The biggest concern surrounding Kessler’s game is his lack of elite arm strength which limits his potential. He struggles to generate zip to sideline throws and consistently under throws the deep ball. There’s little evidence that he can improve his arm strength as he already drives off this back foot to maximize his zip.
However, Kessler is a smart player who delivers an accurate football and makes strong decisions. The below clip shows Kessler going through his progressions and delivering a well-placed ball but it also shows his limited arm strength:
USC’s offense takes advantage of Kessler’s strengths and works to hide his weaknesses.
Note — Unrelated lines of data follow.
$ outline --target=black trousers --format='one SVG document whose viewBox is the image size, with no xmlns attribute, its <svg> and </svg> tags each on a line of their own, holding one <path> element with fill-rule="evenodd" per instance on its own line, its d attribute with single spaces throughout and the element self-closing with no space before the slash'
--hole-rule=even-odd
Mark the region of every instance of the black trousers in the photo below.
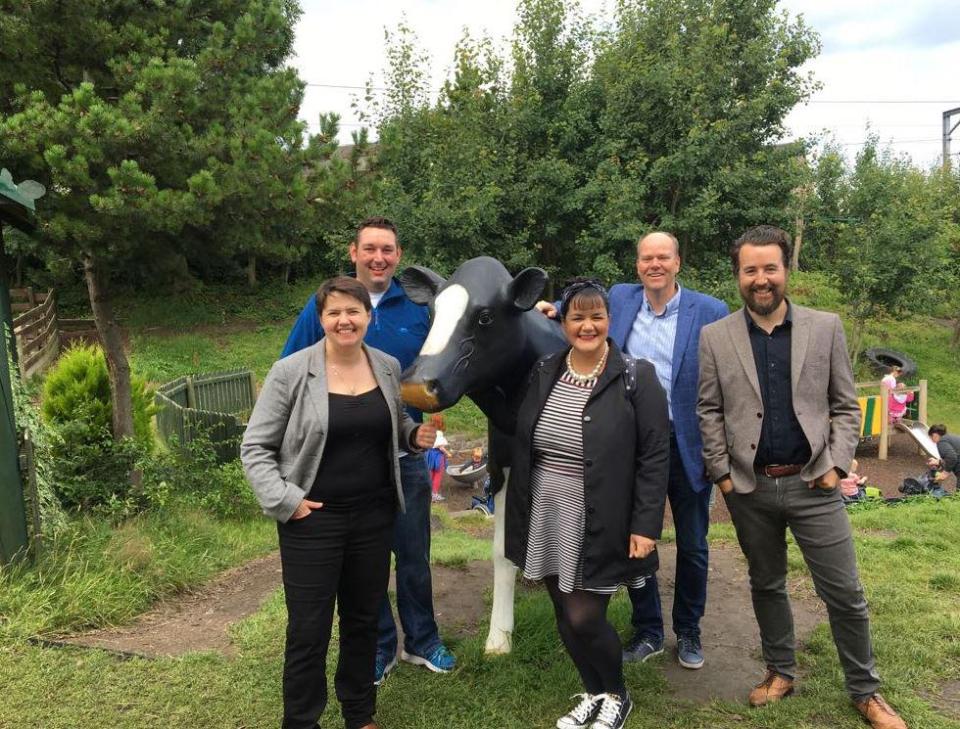
<svg viewBox="0 0 960 729">
<path fill-rule="evenodd" d="M 334 603 L 340 617 L 334 686 L 346 729 L 373 721 L 377 618 L 390 576 L 395 513 L 392 501 L 343 510 L 324 506 L 278 524 L 287 603 L 284 729 L 315 729 L 326 708 Z"/>
</svg>

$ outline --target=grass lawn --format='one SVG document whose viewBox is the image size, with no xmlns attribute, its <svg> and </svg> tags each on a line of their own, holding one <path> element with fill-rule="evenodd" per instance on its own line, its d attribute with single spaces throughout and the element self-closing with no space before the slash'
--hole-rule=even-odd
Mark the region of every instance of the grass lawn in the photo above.
<svg viewBox="0 0 960 729">
<path fill-rule="evenodd" d="M 933 705 L 939 687 L 960 679 L 960 556 L 956 550 L 960 542 L 960 500 L 866 508 L 855 511 L 852 521 L 871 603 L 885 694 L 903 710 L 912 727 L 960 729 L 960 721 L 938 713 Z M 161 556 L 166 549 L 175 549 L 175 545 L 163 541 L 162 523 L 145 520 L 126 529 L 129 533 L 119 537 L 121 541 L 133 539 L 131 533 L 150 534 L 156 540 L 153 559 L 142 558 L 136 574 L 151 584 L 172 588 L 176 580 L 163 575 L 182 575 L 185 568 L 182 557 L 167 560 Z M 218 562 L 225 566 L 227 562 L 260 553 L 270 548 L 275 539 L 265 520 L 243 526 L 207 525 L 206 529 L 206 540 L 198 541 L 190 551 L 194 555 L 209 554 L 208 567 Z M 136 602 L 136 596 L 144 590 L 131 588 L 130 581 L 119 578 L 109 583 L 94 579 L 104 571 L 116 573 L 116 564 L 125 564 L 117 556 L 120 550 L 107 549 L 124 530 L 104 527 L 92 528 L 92 532 L 94 536 L 85 546 L 64 547 L 67 554 L 71 550 L 74 553 L 70 570 L 58 571 L 48 565 L 46 569 L 52 573 L 49 580 L 39 574 L 42 570 L 30 570 L 7 575 L 0 583 L 0 595 L 6 596 L 11 589 L 20 594 L 12 601 L 0 598 L 4 600 L 0 602 L 0 614 L 7 626 L 0 633 L 0 685 L 4 687 L 0 692 L 0 726 L 276 726 L 284 631 L 279 593 L 257 614 L 234 626 L 232 637 L 238 651 L 229 659 L 218 654 L 194 654 L 179 659 L 123 660 L 102 651 L 45 648 L 23 640 L 31 631 L 102 623 L 142 607 L 127 609 L 125 613 L 115 608 L 111 611 L 109 606 L 122 602 L 127 595 L 134 595 Z M 219 537 L 215 536 L 218 534 Z M 456 530 L 446 529 L 437 536 L 437 556 L 447 564 L 476 558 L 487 548 L 485 543 Z M 713 538 L 730 541 L 731 530 L 721 525 Z M 94 560 L 83 566 L 85 558 L 101 552 L 101 562 Z M 225 554 L 230 558 L 224 559 Z M 114 567 L 105 569 L 103 565 L 107 563 Z M 790 564 L 791 569 L 803 571 L 802 560 L 793 546 Z M 194 572 L 191 579 L 199 578 L 199 572 Z M 144 574 L 154 577 L 143 578 Z M 136 578 L 131 580 L 137 582 Z M 41 610 L 31 607 L 34 599 L 50 604 L 52 594 L 74 581 L 78 585 L 92 582 L 101 586 L 71 588 L 69 600 L 54 602 L 66 602 L 75 609 L 70 611 L 61 605 L 53 611 L 53 618 L 41 617 L 37 614 Z M 113 601 L 104 596 L 92 599 L 107 589 L 104 584 L 116 590 Z M 485 597 L 488 596 L 478 595 L 477 599 Z M 612 609 L 616 624 L 625 627 L 628 612 L 625 596 L 618 596 Z M 451 642 L 460 667 L 449 676 L 401 666 L 380 691 L 378 719 L 383 726 L 553 726 L 556 717 L 567 708 L 567 697 L 578 691 L 578 684 L 560 646 L 546 595 L 539 591 L 519 593 L 516 644 L 510 656 L 485 658 L 483 639 L 481 630 L 476 637 Z M 335 653 L 334 643 L 331 672 Z M 801 693 L 762 711 L 751 711 L 739 703 L 678 704 L 670 699 L 655 665 L 629 666 L 627 682 L 637 706 L 628 726 L 862 727 L 843 692 L 836 652 L 825 625 L 814 632 L 800 659 L 804 673 Z M 745 693 L 756 678 L 743 677 Z M 342 726 L 335 702 L 328 709 L 323 726 Z"/>
</svg>

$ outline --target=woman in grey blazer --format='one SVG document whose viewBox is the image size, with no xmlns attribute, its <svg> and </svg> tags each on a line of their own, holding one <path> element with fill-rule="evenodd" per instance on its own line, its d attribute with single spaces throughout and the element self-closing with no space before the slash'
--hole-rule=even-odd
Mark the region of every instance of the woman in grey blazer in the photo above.
<svg viewBox="0 0 960 729">
<path fill-rule="evenodd" d="M 333 606 L 346 729 L 376 729 L 377 619 L 387 590 L 399 451 L 433 445 L 400 402 L 400 365 L 367 347 L 370 295 L 339 277 L 317 291 L 324 338 L 270 369 L 240 457 L 277 521 L 287 603 L 283 727 L 313 729 L 327 704 Z"/>
</svg>

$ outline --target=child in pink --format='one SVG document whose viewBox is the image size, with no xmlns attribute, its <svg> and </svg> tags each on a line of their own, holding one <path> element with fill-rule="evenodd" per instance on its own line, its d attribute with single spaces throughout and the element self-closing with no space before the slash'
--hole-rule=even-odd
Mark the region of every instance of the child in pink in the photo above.
<svg viewBox="0 0 960 729">
<path fill-rule="evenodd" d="M 440 493 L 440 485 L 443 483 L 443 474 L 447 470 L 447 459 L 450 457 L 450 451 L 447 450 L 449 442 L 443 435 L 443 415 L 434 413 L 430 416 L 430 422 L 437 429 L 437 439 L 433 442 L 433 448 L 427 451 L 427 470 L 430 471 L 430 488 L 433 491 L 433 501 L 444 501 L 443 494 Z"/>
<path fill-rule="evenodd" d="M 907 414 L 907 403 L 913 402 L 914 398 L 912 391 L 904 392 L 903 384 L 897 382 L 900 372 L 900 368 L 894 365 L 880 381 L 890 390 L 890 396 L 887 400 L 887 420 L 891 425 L 903 420 L 903 416 Z"/>
<path fill-rule="evenodd" d="M 863 498 L 863 488 L 864 484 L 867 483 L 867 477 L 860 476 L 857 473 L 858 468 L 860 468 L 860 464 L 854 458 L 853 463 L 850 464 L 850 472 L 840 479 L 840 494 L 844 501 L 859 501 Z"/>
</svg>

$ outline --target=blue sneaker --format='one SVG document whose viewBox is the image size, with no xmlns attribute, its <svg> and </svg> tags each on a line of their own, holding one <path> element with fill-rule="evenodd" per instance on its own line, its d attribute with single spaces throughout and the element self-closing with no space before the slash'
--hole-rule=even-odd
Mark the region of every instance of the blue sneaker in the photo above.
<svg viewBox="0 0 960 729">
<path fill-rule="evenodd" d="M 387 677 L 387 674 L 390 673 L 394 668 L 397 667 L 397 654 L 393 654 L 393 658 L 387 660 L 387 657 L 382 653 L 377 653 L 377 660 L 373 664 L 373 685 L 379 686 L 383 683 L 383 679 Z"/>
<path fill-rule="evenodd" d="M 453 653 L 448 651 L 442 643 L 426 658 L 416 653 L 407 653 L 405 650 L 400 651 L 400 658 L 415 666 L 426 666 L 434 673 L 450 673 L 457 665 L 457 659 Z"/>
<path fill-rule="evenodd" d="M 684 668 L 703 668 L 703 648 L 699 636 L 677 636 L 677 660 Z"/>
<path fill-rule="evenodd" d="M 623 649 L 624 663 L 645 663 L 663 653 L 663 639 L 653 635 L 635 635 Z"/>
</svg>

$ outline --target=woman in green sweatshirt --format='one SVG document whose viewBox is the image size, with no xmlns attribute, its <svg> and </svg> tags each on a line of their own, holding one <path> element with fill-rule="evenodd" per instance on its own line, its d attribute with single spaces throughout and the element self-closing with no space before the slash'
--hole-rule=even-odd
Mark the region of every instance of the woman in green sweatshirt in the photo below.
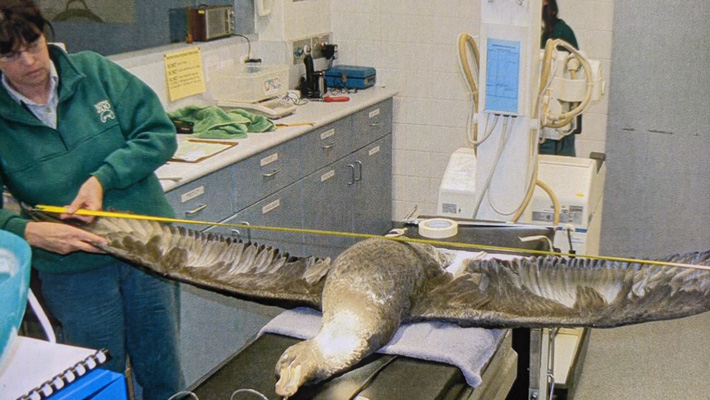
<svg viewBox="0 0 710 400">
<path fill-rule="evenodd" d="M 174 216 L 154 174 L 177 147 L 157 96 L 98 54 L 48 45 L 48 27 L 30 0 L 0 4 L 0 188 L 30 205 Z M 130 356 L 146 400 L 182 388 L 174 283 L 101 254 L 91 243 L 102 238 L 68 225 L 0 207 L 0 229 L 33 246 L 66 341 L 107 347 L 120 372 Z"/>
</svg>

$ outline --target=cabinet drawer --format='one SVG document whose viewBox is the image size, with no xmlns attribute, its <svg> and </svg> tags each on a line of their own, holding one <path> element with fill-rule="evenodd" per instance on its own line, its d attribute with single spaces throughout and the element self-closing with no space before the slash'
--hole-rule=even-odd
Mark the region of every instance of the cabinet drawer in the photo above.
<svg viewBox="0 0 710 400">
<path fill-rule="evenodd" d="M 352 144 L 349 117 L 316 129 L 301 139 L 302 174 L 308 175 L 347 155 Z"/>
<path fill-rule="evenodd" d="M 355 148 L 360 148 L 392 132 L 392 99 L 353 115 Z"/>
<path fill-rule="evenodd" d="M 234 212 L 275 193 L 301 176 L 300 141 L 292 140 L 234 165 Z"/>
<path fill-rule="evenodd" d="M 227 190 L 234 192 L 231 171 L 221 169 L 169 191 L 166 196 L 177 217 L 217 222 L 232 215 L 232 203 L 225 196 Z M 204 229 L 197 225 L 192 228 Z"/>
<path fill-rule="evenodd" d="M 234 214 L 228 221 L 233 224 L 257 226 L 301 228 L 301 192 L 300 183 L 290 185 L 267 198 Z M 238 236 L 242 240 L 251 240 L 258 244 L 274 246 L 284 253 L 301 255 L 303 234 L 300 232 L 272 231 L 264 229 L 215 227 L 214 232 Z"/>
</svg>

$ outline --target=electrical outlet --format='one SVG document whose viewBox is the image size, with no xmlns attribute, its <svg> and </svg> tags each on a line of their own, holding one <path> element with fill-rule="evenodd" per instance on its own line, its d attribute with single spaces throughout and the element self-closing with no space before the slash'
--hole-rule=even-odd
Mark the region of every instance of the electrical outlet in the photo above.
<svg viewBox="0 0 710 400">
<path fill-rule="evenodd" d="M 311 46 L 311 38 L 295 40 L 291 42 L 293 51 L 293 65 L 302 64 L 303 57 L 306 55 L 306 50 Z"/>
<path fill-rule="evenodd" d="M 323 45 L 330 43 L 330 33 L 311 36 L 306 39 L 294 40 L 291 42 L 293 51 L 293 65 L 303 63 L 303 57 L 311 53 L 313 59 L 323 57 Z"/>
<path fill-rule="evenodd" d="M 313 49 L 311 54 L 314 59 L 323 57 L 323 46 L 326 44 L 330 44 L 330 33 L 311 38 L 311 49 Z"/>
</svg>

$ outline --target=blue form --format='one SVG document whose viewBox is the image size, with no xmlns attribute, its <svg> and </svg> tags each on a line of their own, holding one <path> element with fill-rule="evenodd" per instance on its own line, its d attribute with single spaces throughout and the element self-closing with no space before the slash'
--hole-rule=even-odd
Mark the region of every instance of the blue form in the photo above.
<svg viewBox="0 0 710 400">
<path fill-rule="evenodd" d="M 518 114 L 520 42 L 488 38 L 486 111 Z"/>
</svg>

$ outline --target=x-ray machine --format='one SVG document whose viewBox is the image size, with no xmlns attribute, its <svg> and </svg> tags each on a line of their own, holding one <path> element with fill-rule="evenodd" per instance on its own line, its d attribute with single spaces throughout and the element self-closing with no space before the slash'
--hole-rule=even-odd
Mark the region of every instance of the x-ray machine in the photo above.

They operate with a lot of underneath passing routes that allow Kessler to get rid of the ball quickly. His accuracy and ball placement allows the receiver gain yards after the catch.
However, the offense looks to attack deep down the field in specific situations—mainly off play-action. NFL defenses would quickly pick up on Kessler’s struggles with the deep ball and pack close to the line of scrimmage. The defensive backs will also feel more comfortable taking chances by jumping those underneath routes.
It’s possible for Kessler to improve his deep accuracy and he’ll need to in order to improve his draft stock. Otherwise, teams will see him as a quarterback with limited upside and peg him as a backup or spot starter.